Stepping away from a celebration for a pioneering HIV clinic in the Mission, Javier Juarez quietly spoke of the struggles he encountered when he learned he was HIV positive while living in his native Mexico.
“All they told me was, ‘Here are your results, without preparing me,’” Juarez said. “The first thought that came into my head was, I’m going to die. Afterwards, there was a lot of pain and loneliness. It was something I had never thought about, and because of my lack of information, it was much more difficult.”
The center celebrated its 41st anniversary and the 20th anniversary of Clínica Esperanza on Thursday night with a gala featuring an art show by artists living with HIV. Juarez, who started making art in a therapy group, was one of the artists.
“At the clinic, they gave me a lot of medical and also psychological support, which is what I needed most at that time, coming from a Mexican family that is close-minded in certain ways,” he said. “It has opened a lot of doors for me. Thanks to them and the doctors I feel a lot better.”
The evening included a live auction to raise funds, a tribute to honor longtime HIV care providers, dance performances by Salsamania Dance Company and a Mexican drag queen with midriff-showing male backup dancers.

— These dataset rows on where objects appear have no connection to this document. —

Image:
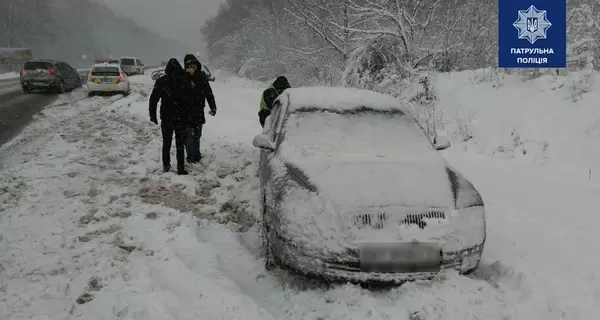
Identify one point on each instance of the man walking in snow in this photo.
(268, 98)
(173, 90)
(202, 93)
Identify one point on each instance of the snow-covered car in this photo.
(352, 189)
(107, 78)
(157, 74)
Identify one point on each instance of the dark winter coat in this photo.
(270, 94)
(202, 91)
(174, 90)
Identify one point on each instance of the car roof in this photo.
(43, 60)
(106, 64)
(341, 99)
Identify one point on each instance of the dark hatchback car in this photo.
(49, 75)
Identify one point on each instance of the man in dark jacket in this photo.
(173, 90)
(202, 92)
(268, 98)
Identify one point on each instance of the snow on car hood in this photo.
(360, 182)
(352, 185)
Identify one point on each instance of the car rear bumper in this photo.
(109, 87)
(130, 70)
(39, 83)
(334, 269)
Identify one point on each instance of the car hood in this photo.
(358, 183)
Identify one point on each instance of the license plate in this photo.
(401, 257)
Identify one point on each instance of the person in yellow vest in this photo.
(268, 98)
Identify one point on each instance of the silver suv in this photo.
(49, 75)
(132, 66)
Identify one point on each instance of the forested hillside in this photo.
(67, 29)
(371, 43)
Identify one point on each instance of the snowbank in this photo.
(550, 120)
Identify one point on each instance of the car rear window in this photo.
(37, 65)
(128, 62)
(105, 71)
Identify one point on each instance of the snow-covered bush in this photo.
(580, 82)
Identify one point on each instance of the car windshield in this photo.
(128, 62)
(363, 133)
(37, 65)
(105, 71)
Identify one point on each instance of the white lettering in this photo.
(529, 51)
(532, 60)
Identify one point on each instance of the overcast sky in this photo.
(178, 19)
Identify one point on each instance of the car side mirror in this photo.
(262, 141)
(441, 143)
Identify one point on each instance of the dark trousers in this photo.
(168, 127)
(192, 143)
(262, 116)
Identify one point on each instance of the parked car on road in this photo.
(157, 74)
(352, 189)
(107, 78)
(49, 75)
(132, 66)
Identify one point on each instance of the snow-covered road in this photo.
(90, 228)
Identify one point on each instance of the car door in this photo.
(139, 65)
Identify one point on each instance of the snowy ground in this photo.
(91, 229)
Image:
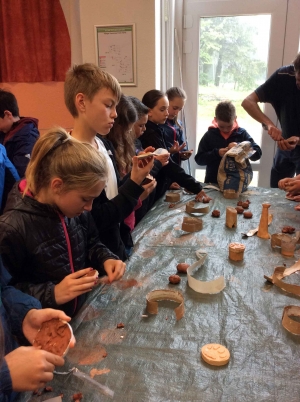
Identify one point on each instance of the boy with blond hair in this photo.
(223, 134)
(91, 96)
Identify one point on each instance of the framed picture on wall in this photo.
(116, 51)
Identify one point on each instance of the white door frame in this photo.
(283, 47)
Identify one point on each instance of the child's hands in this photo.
(115, 269)
(176, 147)
(200, 195)
(31, 368)
(282, 183)
(148, 188)
(163, 158)
(289, 144)
(231, 145)
(222, 151)
(139, 170)
(74, 285)
(35, 318)
(184, 155)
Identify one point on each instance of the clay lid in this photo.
(237, 246)
(54, 336)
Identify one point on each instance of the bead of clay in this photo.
(182, 267)
(239, 210)
(174, 279)
(215, 213)
(247, 214)
(215, 354)
(236, 251)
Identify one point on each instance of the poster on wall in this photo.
(115, 51)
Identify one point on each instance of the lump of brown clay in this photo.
(54, 336)
(174, 279)
(288, 229)
(182, 267)
(215, 213)
(239, 210)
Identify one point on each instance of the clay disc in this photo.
(215, 354)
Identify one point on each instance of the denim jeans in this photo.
(285, 164)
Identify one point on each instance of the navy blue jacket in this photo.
(8, 176)
(39, 248)
(14, 305)
(154, 136)
(19, 142)
(208, 150)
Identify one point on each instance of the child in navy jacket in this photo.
(223, 134)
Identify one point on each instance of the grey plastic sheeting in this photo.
(158, 358)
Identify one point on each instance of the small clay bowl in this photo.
(54, 336)
(215, 213)
(247, 214)
(174, 279)
(239, 210)
(288, 229)
(182, 267)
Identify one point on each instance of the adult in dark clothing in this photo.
(282, 90)
(23, 368)
(47, 221)
(17, 134)
(157, 102)
(221, 136)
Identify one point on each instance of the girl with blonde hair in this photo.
(47, 221)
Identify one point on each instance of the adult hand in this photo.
(176, 147)
(184, 155)
(293, 187)
(288, 145)
(174, 186)
(163, 158)
(148, 188)
(140, 171)
(222, 151)
(282, 183)
(31, 368)
(35, 318)
(74, 285)
(274, 132)
(232, 144)
(115, 269)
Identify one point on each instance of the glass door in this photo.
(230, 48)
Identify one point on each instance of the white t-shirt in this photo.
(111, 188)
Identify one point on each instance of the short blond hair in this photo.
(87, 79)
(56, 154)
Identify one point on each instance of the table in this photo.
(157, 358)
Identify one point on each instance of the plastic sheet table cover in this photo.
(157, 358)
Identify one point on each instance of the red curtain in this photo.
(35, 41)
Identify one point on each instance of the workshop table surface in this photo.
(157, 358)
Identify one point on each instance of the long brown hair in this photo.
(121, 135)
(57, 154)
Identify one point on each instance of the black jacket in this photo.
(154, 136)
(211, 142)
(34, 248)
(110, 214)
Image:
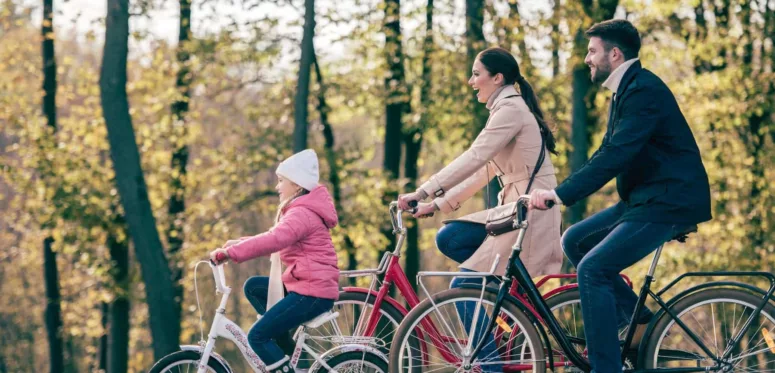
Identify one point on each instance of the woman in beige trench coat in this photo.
(507, 148)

While HIV remains incurable and funding for treatment has been placed on the chopping block by Governor Arnold Schwarzenegger, the mood at the event was festive. Several hundred guests, sharply dressed clinic workers and supporters danced, laughed and feasted on a lavish selection of tamales, tacos and hors d’oeuvres, all while sipping pisco sours and wine from an open bar.
The event was supported by a long list of donors. Reservations cost $125 per person.
Many of those who spoke throughout the evening said HIV treatment has come a long way in the last two decades.
“In the mid 90s people had to take maybe 30 or 40 pills three times a day,” said Virginia Scribner, who has worked at Clínica Esperanza since it started and is currently HIV Clinic Manager. “Now the treatments are down to about one pill a day that’s got three drugs in it.”
The change, she said, has made HIV easier to treat.
The clinic currently has about 450 patients and provides medications, treatments, psychological counseling, support groups and bilingual health education.
Many of those services were unavailable when the clinic first opened its doors in 1989, Scribner said.
“If we had a patient who had advanced stage AIDS we had to send them to San Francisco General to make that transition into hospice and eventually to death,” she said. “Now we are able to provide comprehensive care to HIV positive patients from the time of diagnosis to the time of hospice.”
Scribner said some HIV patients can now look forward to a life expectancy of 70 to 80 years with proper treatment. She said common health complications for middle-aged patients include diabetes and high blood pressure—issues also confronted by HIV negative people in the same age group.
City Supervisor David Campos, who attended the event, praised the achievements of the clinic, but warned that state budget cuts put advancements in danger.
“My fear is that some of the progress could be lost because of the issue of funding,” said Campos, who attended the gala. “It may be that at some point the city will have to step in and use some of its funding to fill in the gap for whatever the state is not doing. I don’t know that we have resources, but I think we’re going to have to make those choices.”
For his part, Juarez donated some of his artwork for auction and said he was anxious to give back.
“They have loved us and cared for us as people, and it’s a way of saying thank you to the clinic” he said. “I don’t have any other way of thanking them, just by doing this, which is from them and also for them.”